Wie wichtig vielen Angestellten das Homeoffice inzwischen geworden ist, zeigt eine Bitkom-Studie, nach der jeder fünfte Berufstätige – 21 Prozent – umziehen würde, wenn er künftig größtenteils im Homeoffice arbeiten dürfte. „Und das“, schreibt Laura Ryan, „eröffnet Arbeitgebenden, die bei der Auswahl ihrer Arbeitsorte flexibel sind, große Chancen. Remote Work, also verteiltes Arbeiten, hat einen enormen Einfluss auf die Talente, die Mobilität schätzen.“ Das hat aber zur Folge, dass Unternehmen nicht nur ihre Talentstrategien, sondern auch ihre Zusammenarbeit mit Mitarbeitenden an verschiedensten Standorten völlig neu denken und überarbeiten müssen. Immerhin haben Untersuchungen jüngst ergeben, dass in Zeiten von Corona die Videokonferenzen, der Cloud-Speicher, die Dateifreigabe und die Simultanbearbeitungssoftware für die Geschäftskontinuität entscheidend waren. „Wenn also alle Teams auf der ganzen Welt immer verteilter arbeiten werden, benötigen die Mitarbeitenden zunehmend einfache, leicht zu bedienende Dokumenten-Workflows, die Reibungsverluste reduzieren, alle benötigten Informationen zu jeder Zeit hürdenlos zu Verfügung stellen und die Zusammenarbeit mit anderen extrem vereinfachen“, schlussfolgert Ryan.

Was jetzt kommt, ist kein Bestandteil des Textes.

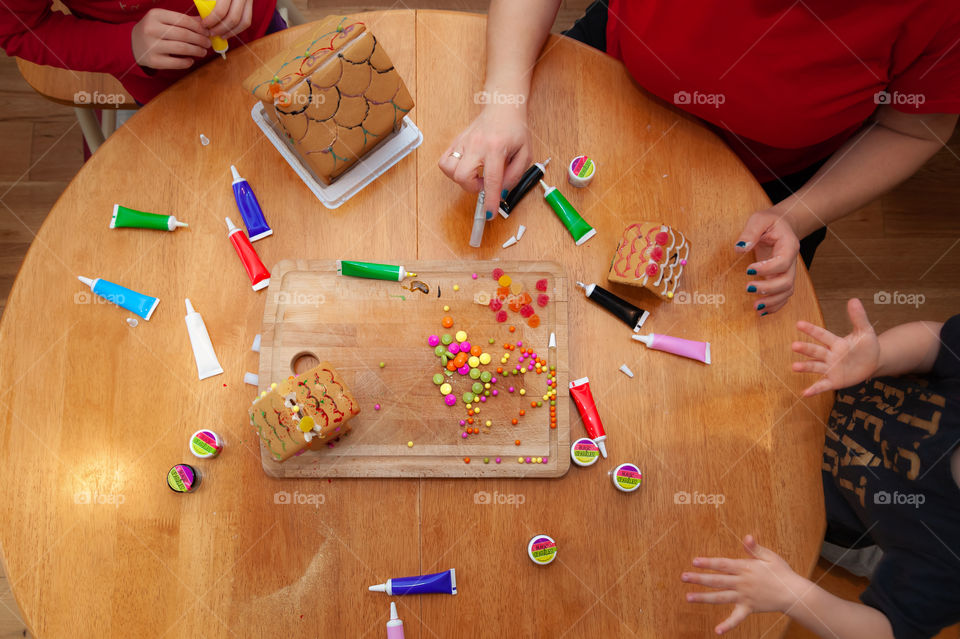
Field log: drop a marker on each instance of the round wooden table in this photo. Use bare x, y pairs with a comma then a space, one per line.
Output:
94, 412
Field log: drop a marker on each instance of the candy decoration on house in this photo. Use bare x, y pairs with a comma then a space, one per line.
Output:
650, 255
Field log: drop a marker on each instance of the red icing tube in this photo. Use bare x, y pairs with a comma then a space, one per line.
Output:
259, 275
583, 398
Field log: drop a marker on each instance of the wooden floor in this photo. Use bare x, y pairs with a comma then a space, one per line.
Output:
905, 244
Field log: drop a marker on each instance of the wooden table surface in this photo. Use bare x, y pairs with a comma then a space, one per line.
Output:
94, 412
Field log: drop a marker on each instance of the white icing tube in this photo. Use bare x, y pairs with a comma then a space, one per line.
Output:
699, 351
207, 364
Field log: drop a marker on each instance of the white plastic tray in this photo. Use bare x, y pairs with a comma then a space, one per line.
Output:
388, 153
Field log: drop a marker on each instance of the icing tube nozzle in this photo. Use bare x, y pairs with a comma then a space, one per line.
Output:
699, 351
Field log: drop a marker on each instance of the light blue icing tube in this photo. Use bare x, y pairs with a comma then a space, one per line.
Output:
142, 305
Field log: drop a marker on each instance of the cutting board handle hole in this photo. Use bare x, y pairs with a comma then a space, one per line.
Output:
303, 362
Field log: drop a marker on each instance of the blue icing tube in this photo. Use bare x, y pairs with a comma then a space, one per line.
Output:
257, 227
142, 305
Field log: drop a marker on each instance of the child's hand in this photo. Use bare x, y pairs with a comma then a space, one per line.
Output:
774, 243
164, 39
762, 584
229, 17
842, 361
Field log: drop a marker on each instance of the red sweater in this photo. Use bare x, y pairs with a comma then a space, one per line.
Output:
788, 83
97, 37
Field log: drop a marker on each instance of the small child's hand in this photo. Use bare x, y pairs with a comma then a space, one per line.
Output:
169, 40
842, 361
229, 17
765, 583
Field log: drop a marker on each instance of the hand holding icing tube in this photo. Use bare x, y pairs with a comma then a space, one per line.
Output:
207, 364
439, 582
372, 270
205, 8
142, 305
249, 207
699, 351
583, 398
631, 315
578, 227
127, 218
259, 275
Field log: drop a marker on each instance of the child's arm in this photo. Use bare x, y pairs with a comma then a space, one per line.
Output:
845, 361
32, 31
766, 583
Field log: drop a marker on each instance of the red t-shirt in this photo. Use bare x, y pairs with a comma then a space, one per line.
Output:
787, 83
96, 37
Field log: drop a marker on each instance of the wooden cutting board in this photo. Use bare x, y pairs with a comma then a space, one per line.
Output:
312, 314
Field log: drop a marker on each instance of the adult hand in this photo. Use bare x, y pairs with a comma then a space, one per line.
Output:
229, 17
496, 145
168, 40
763, 583
775, 246
842, 361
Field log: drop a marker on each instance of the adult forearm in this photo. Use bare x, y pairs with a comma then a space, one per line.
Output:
516, 31
868, 165
909, 348
833, 618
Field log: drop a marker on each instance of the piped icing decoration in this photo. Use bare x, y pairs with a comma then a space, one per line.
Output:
652, 256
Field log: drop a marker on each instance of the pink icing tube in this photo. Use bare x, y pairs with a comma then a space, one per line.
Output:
699, 351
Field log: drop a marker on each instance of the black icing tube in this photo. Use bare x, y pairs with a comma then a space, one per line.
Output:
631, 315
529, 179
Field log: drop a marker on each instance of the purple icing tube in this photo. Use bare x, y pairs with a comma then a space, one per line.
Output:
699, 351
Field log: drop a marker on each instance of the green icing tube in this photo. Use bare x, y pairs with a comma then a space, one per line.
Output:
578, 227
127, 218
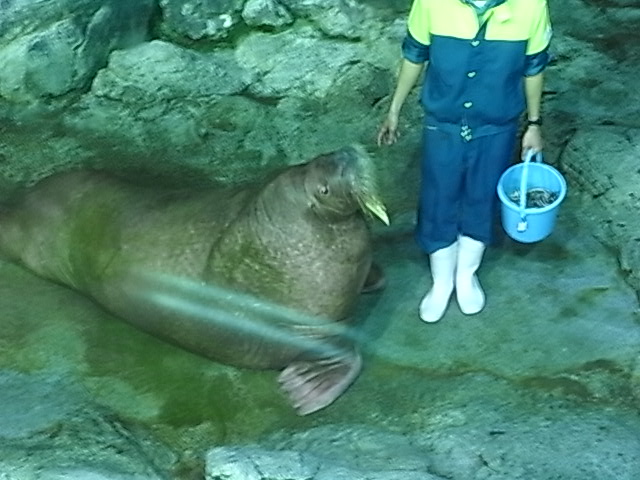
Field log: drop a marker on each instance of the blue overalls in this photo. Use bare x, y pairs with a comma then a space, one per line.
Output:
472, 95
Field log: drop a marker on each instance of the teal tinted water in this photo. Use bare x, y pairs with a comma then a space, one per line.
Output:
560, 327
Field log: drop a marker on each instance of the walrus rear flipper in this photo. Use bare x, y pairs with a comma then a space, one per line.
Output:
313, 384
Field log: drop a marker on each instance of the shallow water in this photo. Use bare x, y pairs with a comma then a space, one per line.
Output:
559, 334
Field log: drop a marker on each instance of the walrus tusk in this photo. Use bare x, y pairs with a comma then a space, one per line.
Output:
378, 209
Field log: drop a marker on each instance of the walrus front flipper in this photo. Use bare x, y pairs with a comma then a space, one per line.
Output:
313, 384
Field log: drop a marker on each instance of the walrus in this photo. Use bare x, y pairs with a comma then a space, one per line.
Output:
261, 276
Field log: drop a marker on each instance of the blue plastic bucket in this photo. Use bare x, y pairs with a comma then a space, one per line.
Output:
528, 225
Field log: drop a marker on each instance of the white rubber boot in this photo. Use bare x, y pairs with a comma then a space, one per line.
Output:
469, 293
443, 266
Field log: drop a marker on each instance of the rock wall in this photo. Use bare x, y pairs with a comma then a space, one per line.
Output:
223, 90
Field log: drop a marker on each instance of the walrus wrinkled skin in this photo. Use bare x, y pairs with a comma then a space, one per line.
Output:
258, 277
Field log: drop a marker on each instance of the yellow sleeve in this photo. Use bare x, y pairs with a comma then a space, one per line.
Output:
540, 35
418, 24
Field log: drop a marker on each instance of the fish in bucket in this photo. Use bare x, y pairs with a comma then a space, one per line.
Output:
530, 193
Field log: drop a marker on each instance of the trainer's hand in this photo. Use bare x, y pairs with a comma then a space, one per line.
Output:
532, 140
388, 132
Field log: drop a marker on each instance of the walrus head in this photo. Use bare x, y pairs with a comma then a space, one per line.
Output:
342, 182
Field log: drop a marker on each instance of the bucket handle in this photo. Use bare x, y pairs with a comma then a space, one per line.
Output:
529, 154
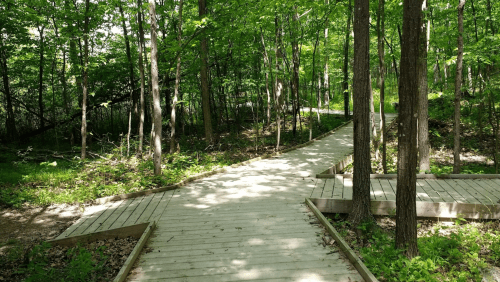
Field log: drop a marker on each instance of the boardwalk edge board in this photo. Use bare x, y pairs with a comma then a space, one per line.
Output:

ASYNCHRONE KOMMUNIKATION WIRD EINE GROSSE ROLLE SPIELEN

Wo Arbeitsweisen verändert werden, ist ein Kulturwandel erforderlich. Damit alle Vorteile der Fernarbeit wirklich zum Tragen kommen können, empfiehlt Laura Ryan Unternehmen, eine „asynchrone Standardeinstellung“ einzunehmen. Was sie damit meint? „Unnötige Besprechungen sind einer der größten Störfaktoren für einen produktiven und effektiven Arbeitstag, und es liegt an uns allen, dies zu ändern. Indem wir unsere Mitarbeitenden ermutigen, alle unnötigen Besprechungen aus ihren Kalendern zu streichen und Live-Konversationen bewusster zu planen, können sie leichter von ‚ganztägig synchronisiert‘ auf ‚standardmäßig asynchron‘ umstellen und so mehr Flexibilität und Konzentration in ihren Tag bringen“, schreibt die Expertin. Die Wichtigkeit von Live-Konversationen bleibe dabei jedoch bestehen. Laura Ryan ist sich sicher, dass die Unternehmen, die ihren talentierten Angestellten mehr Zeit und Flexibilität für die Ausgestaltung des eigenen Lebens einräumen, mittel- und langfristig gewinnen werden. „Ich prognostiziere, dass weder ein fester Arbeitsort noch starre Arbeitszeiten im alten 9-to-5 Raster in Zukunft noch Chancen haben“, ist ihr Fazit.